No direito, a família formada pelo pai ou mãe que vive com seu filho sem manter uma relação amorosa com outra pessoa é chamada de monoparental

As novas formações familiares exigem estratégias diferentes de aproximação com os responsáveis?
Em certo sentido, todos têm de ter o mesmo tratamento, mas é importante saber que cada caso tem suas particularidades. Mudanças no campo do Direito indicam o reconhecimento de que é impossível ter um padrão único para julgar todos os casos referentes à família e que é preciso levar em conta a especificidade de cada uma. Por exemplo: antigamente havia a figura jurídica do pai de família, que era sempre o pai.
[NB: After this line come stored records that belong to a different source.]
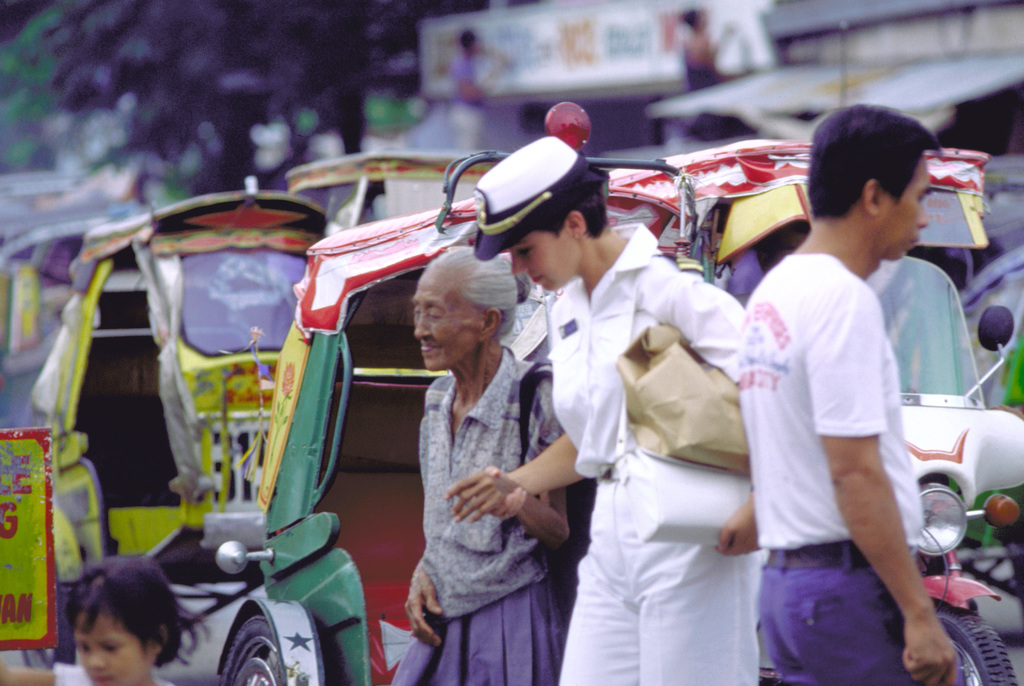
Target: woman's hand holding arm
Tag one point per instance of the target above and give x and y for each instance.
(482, 494)
(739, 536)
(544, 518)
(422, 594)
Hoje existe o chefe de família, que pode ser um homem ou uma mulher. O ideal é que esse mesmo espírito esteja na escola, que deve reconhecer as diferenças e demonstrar isso na maneira como atua. Não há uma fórmula para lidar com o diverso, mas os educadores têm de se preparar para fazer da escola um espaço de escuta das famílias.

Quando há mais de um responsável pela criança, é tarefa do professor conversar com todos?
Não. Para que seja garantida uma zona de estabilidade para ela, é importante definir quem responderá pelas questões relativas à escola. Se os responsáveis não tomarem a iniciativa, caberá à escola conversar com eles para estabelecer quem será o interlocutor. Essa é uma questão bastante presente, ligada à guarda compartilhada. É lógico que os pais têm o direito de reconstruir sua vida, mas o filho tem de ter estabilidade. É difícil alguém ficar confortável morando dois dias em um lugar, três no outro, alternar fins de semana e ainda a cada momento ter uma orientação.

Até que ponto a escola precisa conhecer a situação do aluno em casa?
Se há o verdadeiro interesse por ele, isso só pode ser positivo. Caso se desconfie de abuso, por exemplo, toda curiosidade é justificável, pois a atitude é de cuidado. Porém, se o educador vai para a conversa com os responsáveis querendo impor um monte de pressupostos morais sobre o comportamento deles, está fadado ao insucesso.

E o contrário: é correto compartilhar com os responsáveis tudo o que se passa na escola com os alunos?
Os pais têm direito de saber o que ocorre com seus filhos. No entanto, não é preciso tomar a iniciativa. A criança necessita de um espaço em que nem tudo o que diz respeito a ela fique exposto. Acho absurdo os berçários instalarem câmeras para permitir que os pais vejam o filho o tempo todo. Uma das funções da escola é dar ao aluno a oportunidade de iniciar contatos com pessoas fora de sua casa, o que é fundamental para a sua independência.